Yeah in the same way I use a hammer to create a derivative table.

>Someone is a human being with human rights, and if we're going to start pretending that training an LLM is in any way analogous to human consumption and creativity.

I dont care about that. Its simply a tool being built using existing tools. Like using a jigsaw to make a step ladder.

> Yep and so far it looks like the issue with the meta case is they didnt pay for the book. Not that they used it in training data.

Let's not sane-wash what they did here, they didn't just 'forgot to pay for the books', they deliberately and illegally downloaded and used material that wasn't theirs to use.

If you or I did that, we would be jailed or sued into destitution. In a fair world we either should change copyright laws (allowing for anyone to freely pirate all media), or Zuckerberg needs to go to jail.

>Let's not sane-wash what they did here, they didn't just 'forgot to pay for the books', they deliberately and illegally downloaded and used material that wasn't theirs to use.

Yes. Forgot is your word.

But lets face it, there wouldn't be a case to answer for if they had paid retail for each book, torn them up and scanned them and trained on that data.

>Zuckerberg needs to go to jail.

I am comfortable with that but would prefer updating copyright.

A million dollars please.

It’s called a copyright notice. Same as a license. If you’re running a commercial business you can’t legally just take that piece of work and reuse it. Pick any book off your shelf and pretty well every one of them will have words to the effect of:

All rights reserved. No part of this publication may be reproduced, distributed, or transmitted in any form or by any means, including photocopying, recording, or other electronic or mechanical methods, without the prior written permission of the publisher, except in the case of brief quotations embodied in critical reviews and certain other noncommercial uses permitted by copyright law.
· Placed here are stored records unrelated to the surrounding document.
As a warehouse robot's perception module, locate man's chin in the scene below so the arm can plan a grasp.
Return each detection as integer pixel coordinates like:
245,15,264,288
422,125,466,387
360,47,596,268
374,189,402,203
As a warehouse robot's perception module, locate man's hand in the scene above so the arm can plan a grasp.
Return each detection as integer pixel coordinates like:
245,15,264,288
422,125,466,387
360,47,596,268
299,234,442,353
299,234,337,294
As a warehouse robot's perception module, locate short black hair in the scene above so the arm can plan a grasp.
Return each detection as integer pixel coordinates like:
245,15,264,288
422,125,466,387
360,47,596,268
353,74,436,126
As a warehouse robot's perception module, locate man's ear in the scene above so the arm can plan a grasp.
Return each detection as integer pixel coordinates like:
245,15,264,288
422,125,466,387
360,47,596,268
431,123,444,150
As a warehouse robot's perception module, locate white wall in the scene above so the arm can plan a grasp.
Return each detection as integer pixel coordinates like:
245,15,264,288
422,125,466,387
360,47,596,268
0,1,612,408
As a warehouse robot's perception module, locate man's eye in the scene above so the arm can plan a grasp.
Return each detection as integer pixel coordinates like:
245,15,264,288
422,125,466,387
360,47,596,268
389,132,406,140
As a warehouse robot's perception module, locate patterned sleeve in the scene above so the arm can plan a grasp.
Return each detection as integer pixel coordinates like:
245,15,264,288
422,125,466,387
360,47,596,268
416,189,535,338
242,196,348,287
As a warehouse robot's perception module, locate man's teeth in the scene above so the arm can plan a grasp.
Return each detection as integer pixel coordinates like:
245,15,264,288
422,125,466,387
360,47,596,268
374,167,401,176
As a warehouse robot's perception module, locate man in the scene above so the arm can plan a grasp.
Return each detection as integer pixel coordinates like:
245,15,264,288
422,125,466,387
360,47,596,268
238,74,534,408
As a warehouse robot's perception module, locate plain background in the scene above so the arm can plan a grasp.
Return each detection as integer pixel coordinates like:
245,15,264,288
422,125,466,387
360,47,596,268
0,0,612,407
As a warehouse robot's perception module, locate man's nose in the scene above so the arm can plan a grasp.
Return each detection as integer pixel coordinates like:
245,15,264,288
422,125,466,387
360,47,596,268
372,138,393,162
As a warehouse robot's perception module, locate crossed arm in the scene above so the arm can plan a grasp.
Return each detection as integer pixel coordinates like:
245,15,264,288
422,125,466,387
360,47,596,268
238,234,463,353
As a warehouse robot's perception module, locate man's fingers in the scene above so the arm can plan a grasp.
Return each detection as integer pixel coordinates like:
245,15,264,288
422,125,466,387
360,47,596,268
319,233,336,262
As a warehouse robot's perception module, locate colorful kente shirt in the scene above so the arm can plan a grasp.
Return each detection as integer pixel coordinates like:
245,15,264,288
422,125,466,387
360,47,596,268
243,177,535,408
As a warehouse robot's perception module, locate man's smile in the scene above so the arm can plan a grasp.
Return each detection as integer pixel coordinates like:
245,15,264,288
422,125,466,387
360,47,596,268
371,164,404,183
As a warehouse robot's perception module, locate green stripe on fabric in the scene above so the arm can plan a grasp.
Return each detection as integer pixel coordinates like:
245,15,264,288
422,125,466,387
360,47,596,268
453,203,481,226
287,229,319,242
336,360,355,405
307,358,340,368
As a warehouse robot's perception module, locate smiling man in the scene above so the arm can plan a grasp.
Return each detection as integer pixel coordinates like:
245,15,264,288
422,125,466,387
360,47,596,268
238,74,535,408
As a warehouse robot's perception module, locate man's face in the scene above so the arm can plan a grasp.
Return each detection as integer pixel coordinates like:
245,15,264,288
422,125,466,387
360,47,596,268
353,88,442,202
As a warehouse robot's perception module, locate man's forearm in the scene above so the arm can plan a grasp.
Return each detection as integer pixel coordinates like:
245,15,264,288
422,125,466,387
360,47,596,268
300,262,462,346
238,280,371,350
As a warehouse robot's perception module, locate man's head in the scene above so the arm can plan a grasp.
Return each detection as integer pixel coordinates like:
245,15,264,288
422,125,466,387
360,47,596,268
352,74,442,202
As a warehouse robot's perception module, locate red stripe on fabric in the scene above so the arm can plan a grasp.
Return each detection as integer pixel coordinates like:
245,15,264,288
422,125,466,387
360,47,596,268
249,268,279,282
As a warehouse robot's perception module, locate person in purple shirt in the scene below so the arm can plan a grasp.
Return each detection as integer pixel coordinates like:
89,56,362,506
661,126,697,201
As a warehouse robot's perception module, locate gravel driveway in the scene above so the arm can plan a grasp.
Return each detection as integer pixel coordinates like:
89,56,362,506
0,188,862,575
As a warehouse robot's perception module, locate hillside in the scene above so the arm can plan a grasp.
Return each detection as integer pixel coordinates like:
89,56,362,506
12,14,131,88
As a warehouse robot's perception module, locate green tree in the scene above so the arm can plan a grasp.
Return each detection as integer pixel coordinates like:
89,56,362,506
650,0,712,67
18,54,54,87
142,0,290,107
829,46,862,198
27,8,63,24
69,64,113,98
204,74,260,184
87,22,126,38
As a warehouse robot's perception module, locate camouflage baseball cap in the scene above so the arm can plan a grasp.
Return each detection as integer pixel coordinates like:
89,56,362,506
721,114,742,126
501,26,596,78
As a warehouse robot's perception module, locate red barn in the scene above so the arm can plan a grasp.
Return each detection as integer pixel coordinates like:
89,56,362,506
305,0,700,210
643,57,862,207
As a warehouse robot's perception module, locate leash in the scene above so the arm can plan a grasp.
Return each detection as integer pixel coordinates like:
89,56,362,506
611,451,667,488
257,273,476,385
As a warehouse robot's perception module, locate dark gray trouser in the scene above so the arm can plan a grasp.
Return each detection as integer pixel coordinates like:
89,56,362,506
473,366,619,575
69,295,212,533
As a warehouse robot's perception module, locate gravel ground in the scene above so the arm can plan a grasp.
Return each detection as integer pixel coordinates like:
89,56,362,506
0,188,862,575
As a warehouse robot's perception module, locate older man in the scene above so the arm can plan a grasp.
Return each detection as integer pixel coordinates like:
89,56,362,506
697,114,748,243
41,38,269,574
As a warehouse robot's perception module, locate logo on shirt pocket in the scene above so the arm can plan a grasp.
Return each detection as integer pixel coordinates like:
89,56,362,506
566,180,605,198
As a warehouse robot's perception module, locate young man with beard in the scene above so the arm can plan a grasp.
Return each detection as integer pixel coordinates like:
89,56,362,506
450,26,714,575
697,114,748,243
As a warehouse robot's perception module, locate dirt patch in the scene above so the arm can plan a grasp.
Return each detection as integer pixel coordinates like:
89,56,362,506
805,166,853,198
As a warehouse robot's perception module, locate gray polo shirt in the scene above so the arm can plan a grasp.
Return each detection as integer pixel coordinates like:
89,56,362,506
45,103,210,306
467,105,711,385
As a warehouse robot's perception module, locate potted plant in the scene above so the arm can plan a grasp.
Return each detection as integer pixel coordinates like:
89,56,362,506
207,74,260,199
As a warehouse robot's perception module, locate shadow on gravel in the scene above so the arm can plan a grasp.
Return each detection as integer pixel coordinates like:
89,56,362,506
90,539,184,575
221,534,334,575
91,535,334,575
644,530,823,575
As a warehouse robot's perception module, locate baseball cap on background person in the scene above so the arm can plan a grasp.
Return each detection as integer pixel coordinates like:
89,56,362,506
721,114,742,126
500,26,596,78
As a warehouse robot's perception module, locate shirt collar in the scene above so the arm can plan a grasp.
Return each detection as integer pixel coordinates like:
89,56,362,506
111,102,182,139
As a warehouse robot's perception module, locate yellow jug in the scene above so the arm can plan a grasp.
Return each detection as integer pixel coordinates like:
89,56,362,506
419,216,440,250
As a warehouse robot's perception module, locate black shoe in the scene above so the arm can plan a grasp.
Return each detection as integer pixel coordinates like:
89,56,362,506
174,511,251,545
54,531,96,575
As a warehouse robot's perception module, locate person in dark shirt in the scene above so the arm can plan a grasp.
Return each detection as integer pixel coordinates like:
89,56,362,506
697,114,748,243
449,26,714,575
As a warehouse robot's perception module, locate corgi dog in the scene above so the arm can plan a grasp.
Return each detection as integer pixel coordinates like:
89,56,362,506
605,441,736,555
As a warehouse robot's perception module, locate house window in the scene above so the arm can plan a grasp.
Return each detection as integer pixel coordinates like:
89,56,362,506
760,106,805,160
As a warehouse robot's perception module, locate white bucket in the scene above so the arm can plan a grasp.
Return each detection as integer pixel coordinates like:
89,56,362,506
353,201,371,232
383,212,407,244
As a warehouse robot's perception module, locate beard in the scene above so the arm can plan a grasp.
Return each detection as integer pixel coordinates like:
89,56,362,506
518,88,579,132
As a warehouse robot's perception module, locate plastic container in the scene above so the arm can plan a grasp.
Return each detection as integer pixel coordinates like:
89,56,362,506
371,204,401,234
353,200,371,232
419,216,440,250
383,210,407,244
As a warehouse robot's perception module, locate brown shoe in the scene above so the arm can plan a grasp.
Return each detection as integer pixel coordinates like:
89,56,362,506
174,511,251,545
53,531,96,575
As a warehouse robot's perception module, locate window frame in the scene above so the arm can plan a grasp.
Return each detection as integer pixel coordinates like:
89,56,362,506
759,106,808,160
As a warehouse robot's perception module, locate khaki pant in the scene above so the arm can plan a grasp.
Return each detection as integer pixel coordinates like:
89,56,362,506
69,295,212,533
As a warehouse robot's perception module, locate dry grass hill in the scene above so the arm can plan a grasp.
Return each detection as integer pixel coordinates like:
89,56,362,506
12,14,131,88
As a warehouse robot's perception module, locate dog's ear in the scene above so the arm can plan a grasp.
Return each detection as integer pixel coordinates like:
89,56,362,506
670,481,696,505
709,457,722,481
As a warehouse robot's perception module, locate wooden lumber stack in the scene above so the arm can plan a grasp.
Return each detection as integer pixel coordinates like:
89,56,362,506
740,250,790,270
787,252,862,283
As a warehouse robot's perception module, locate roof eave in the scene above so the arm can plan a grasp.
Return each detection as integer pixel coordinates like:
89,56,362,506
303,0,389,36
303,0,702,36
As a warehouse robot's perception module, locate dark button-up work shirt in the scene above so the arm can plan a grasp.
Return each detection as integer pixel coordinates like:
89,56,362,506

For permission requests, write to the publisher, addressed "Attention: Permissions Coordinator," at the address below.

Same as every piece of commercial software has a license which has to be abided by. Same as use of Meta’s service has terms and conditions which HAVE to be agreed to.

So yeah they’re free to break that license but they’re also free to be sued by IP holders for breaking it at scale.

Well its not a solved issue in terms of law. But even still, I would have expected you to understand that I wasnt speaking legally.